いつも自分で道を選んで歩くユーリと、すごく似てます」
 ぐいぐい目元をこすって、エステルは微笑んだ。
「ね?」
「…かっこよすぎるんじゃないか? お姫様によると、オレは怖がりで
嘘つき野郎だろ?」
「う…っ。だってユーリがそう言うと、本当に現実になるんじゃないかって
不安になるんです」
 明るい日の差す世界が遠いとユーリは言った。
 本当に、暗闇にまぎれて彼の姿が見つけられなくなりそうで。
「でも、ひどいこと言ったのは事実ですね。ごめんなさい」
 素直に謝るエステルを、ユーリは不意に抱きしめた。
「ゆっ、ユーリ!?」
「オレのほうこそごめん。冗談にしちゃ、タチが悪すぎたな。

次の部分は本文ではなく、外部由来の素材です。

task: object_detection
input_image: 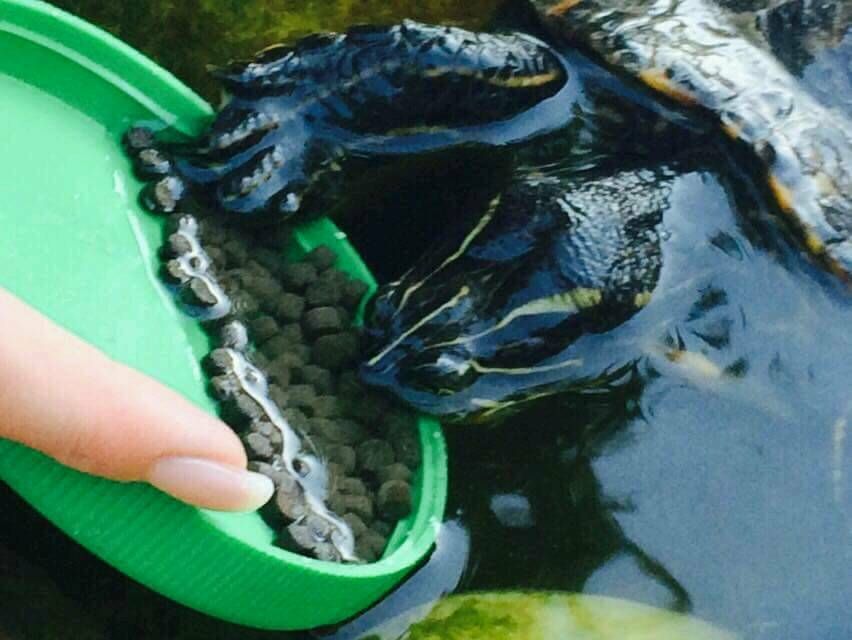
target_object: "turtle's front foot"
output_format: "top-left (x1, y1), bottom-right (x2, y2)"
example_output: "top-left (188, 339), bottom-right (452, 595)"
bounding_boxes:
top-left (124, 112), bottom-right (334, 219)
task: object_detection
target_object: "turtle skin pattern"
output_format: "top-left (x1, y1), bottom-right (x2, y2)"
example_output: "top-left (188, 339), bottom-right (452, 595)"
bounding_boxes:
top-left (533, 0), bottom-right (852, 283)
top-left (361, 166), bottom-right (676, 421)
top-left (130, 21), bottom-right (568, 220)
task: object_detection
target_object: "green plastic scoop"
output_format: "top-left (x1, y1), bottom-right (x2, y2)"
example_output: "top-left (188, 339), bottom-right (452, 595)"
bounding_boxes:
top-left (0, 0), bottom-right (447, 629)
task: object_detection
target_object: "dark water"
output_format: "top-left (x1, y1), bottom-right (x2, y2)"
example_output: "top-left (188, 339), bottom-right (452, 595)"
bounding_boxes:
top-left (0, 2), bottom-right (852, 640)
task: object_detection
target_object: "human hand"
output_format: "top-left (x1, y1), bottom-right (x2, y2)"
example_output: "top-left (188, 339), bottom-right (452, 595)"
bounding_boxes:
top-left (0, 289), bottom-right (273, 511)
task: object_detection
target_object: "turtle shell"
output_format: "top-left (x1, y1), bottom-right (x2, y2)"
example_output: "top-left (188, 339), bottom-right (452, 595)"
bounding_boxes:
top-left (533, 0), bottom-right (852, 283)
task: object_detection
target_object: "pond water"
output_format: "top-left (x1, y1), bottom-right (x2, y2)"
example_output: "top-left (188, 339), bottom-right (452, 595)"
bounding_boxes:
top-left (0, 0), bottom-right (852, 640)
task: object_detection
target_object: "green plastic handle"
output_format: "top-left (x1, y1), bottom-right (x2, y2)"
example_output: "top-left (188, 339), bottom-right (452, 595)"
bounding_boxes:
top-left (0, 0), bottom-right (447, 629)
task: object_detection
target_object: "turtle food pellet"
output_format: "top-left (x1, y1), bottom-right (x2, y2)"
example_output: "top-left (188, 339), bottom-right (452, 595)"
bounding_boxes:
top-left (128, 132), bottom-right (420, 562)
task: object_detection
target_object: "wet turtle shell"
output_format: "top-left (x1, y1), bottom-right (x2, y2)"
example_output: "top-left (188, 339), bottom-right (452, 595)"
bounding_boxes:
top-left (127, 12), bottom-right (852, 419)
top-left (532, 0), bottom-right (852, 282)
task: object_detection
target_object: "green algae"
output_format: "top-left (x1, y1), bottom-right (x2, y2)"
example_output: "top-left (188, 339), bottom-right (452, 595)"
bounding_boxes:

不安にさせて
悪かった」
 左手で軽く2回、エステルの桃色の頭を叩く。
「どこにも行かねぇから、安心しろ」
 硬直していたエステルだったが、その言葉にふわりと微笑んだ。

 ユーリが時折見せる穏やかな眼差しや、優しい声。
 今いる世界の光と、何が違うだろう。
 皮肉屋で面倒くさがりに見えて、でも困っている人は危険とわかっていても
助けようとする、優しい人。

 ユーリの腕から解放されたエステルは、うっすら頬を染めつつ言った。
「やっぱりユーリは、百合の花が似合います」
「何回聞いてもシャレっぽいな。他になんかないのかよ」
「いいんです。あ、私に似合う花ってなんだと思います? せっかくだから、
ユーリが考えてください」
「はぁ? …しょうがねえな。あんま知識ねぇから、期待はするなよ」

 困ったように笑うユーリの眼差しはやわらかく。
 凛と咲き誇るかの花が、彼の後ろに見えた気がした。

       

the NAME of FLOWER


前からユーリは百合が似合いそうだなって思ってて、今回やっと形になりました。でも彼は自分のやったことをわかってるから
素直に反応できないんじゃないかと。
(本人の元来の性格もあると思うけど、素直なユーリってどうなんでしょう・笑)

ええと、舞台は明示してません。藤乃が(前からのネタとはいえ)勢いで書いたシロモノなのと、
「こういう会話は別にどこでしたっていいじゃないか!バウルの船でも、地上でも!」
というなんとも適当な想像力にお任せしたいというのが理由です。

エステルバージョンも、そのうちに。